Bloomberg first announced that Biden would call on Blinken as secretary of state.

Blinken’s biography reads as if he had been raised for a life in the diplomatic field. He attended high school in Paris, earned an undergraduate degree from Harvard, and went on to earn a law degree from Columbia. Blinken’s father, Donald, also a Harvard graduate, was an investment banker who served as US Ambassador to Hungary.

Young Blinken worked as a lawyer and (briefly) journalist. He served on the National Security Council during the Clinton administration and spent time on Capitol Hill, where he was Democratic personnel director of the Senate Foreign Relations Committee when Biden was president. During the Obama years, Blinken served as Deputy National Security Advisor and Deputy Secretary of State.

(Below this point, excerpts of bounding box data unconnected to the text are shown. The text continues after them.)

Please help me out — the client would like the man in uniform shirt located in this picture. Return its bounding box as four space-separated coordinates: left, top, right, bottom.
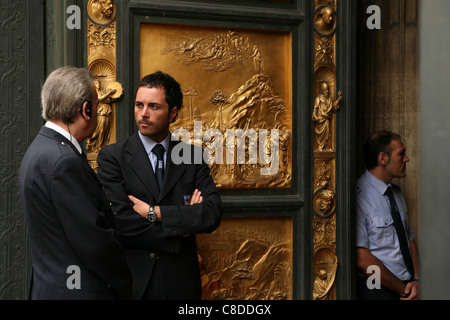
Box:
356 131 420 300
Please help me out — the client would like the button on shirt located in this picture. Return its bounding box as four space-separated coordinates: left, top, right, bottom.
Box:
356 170 415 281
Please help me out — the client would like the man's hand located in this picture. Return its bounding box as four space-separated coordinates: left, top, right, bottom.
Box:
400 281 420 300
189 189 203 206
128 195 150 218
128 189 203 221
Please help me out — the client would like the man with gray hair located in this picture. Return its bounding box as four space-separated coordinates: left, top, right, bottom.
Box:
19 67 133 300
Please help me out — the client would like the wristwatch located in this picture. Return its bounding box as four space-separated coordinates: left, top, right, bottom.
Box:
147 206 157 223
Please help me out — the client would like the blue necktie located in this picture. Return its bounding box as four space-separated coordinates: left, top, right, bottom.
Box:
384 186 414 278
152 144 165 191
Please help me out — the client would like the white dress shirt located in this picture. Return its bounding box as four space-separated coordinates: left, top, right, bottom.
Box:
45 121 83 154
356 170 415 281
138 131 170 172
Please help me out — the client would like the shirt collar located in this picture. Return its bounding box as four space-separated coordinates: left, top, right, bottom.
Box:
364 170 391 195
45 121 83 154
138 131 170 155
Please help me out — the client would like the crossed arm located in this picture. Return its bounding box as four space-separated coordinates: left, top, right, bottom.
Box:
128 189 203 221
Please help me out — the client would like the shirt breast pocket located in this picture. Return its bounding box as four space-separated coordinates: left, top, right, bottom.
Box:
373 216 395 240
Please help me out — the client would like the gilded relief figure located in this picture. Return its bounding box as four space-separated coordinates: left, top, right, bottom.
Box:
88 0 115 23
161 31 292 188
86 80 117 153
312 81 342 151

Those who know Blinken describe him with words like “polite”, “smooth” and “nice” and often add that he plays the guitar well. Blinken has been the main face of Biden’s foreign policy during the 2020 campaign, advocating for positions such as the need for the United States to rebuild unraveled alliances by Donald Trump’s America First approach. Blinken has also been a major advocate for the United States to join the Iran nuclear deal.

Blinken was drawn into Republican efforts to ask Biden about his son Hunter’s business activities in Ukraine. Blinken was questioned as part of a GOP investigation into the matter. The investigation was ultimately unable to establish that Hunter Biden’s actions affected his father’s work as vice president or US policy toward Ukraine.

Sullivan is perhaps best known for his role as assistant to former Secretary of State Hillary Clinton, working for her in the State Department and serving as a key figure in her 2016 presidential campaign. He is at the start in his forties, but he gained a reputation as a young genius in the field of foreign policy. He was instrumental in shaping the Iran nuclear deal and was Biden’s national security adviser for a time when Biden was vice president.

Since the loss of Clinton, Sullivan has spent time researching ways to make American foreign policy more responsive to the domestic needs of the United States. He has written or co-authored a number of essays that attempt to fill in the gaps that have often separated foreign and economic policy, and it was believed he could be placed in a country-focused role in a House. Blanche Biden.

The role of the White House’s national security adviser does not require Senate confirmation.

Thomas-Greenfield spent 35 years in the Foreign Service, including as Ambassador to Liberia and Assistant Secretary of State for African Affairs. She is one of Washington’s most prominent black female diplomats.

She has also spent time as a senior human resources official at the State Department and could provide Biden with valuable advice as he seeks to rebuild the morale of US diplomats who have often felt cut off under the Trump administration. .

While the role of ambassador to the United Nations will require confirmation from the Senate, it was not immediately clear whether Biden intended to place the post in his cabinet.

Before the November 3 election, Susan Rice, former national security adviser to Barack Obama, was considered one of the first to serve as secretary of state. But sources say Republicans’ likely control over the Senate raised concerns that she would not survive a confirmation battle. Rice had become a lightning rod to conservatives over her role following the 2012 attack on the U.S. mission in Benghazi, Libya, as well as her ties to the “Unmask” Trump’s aides.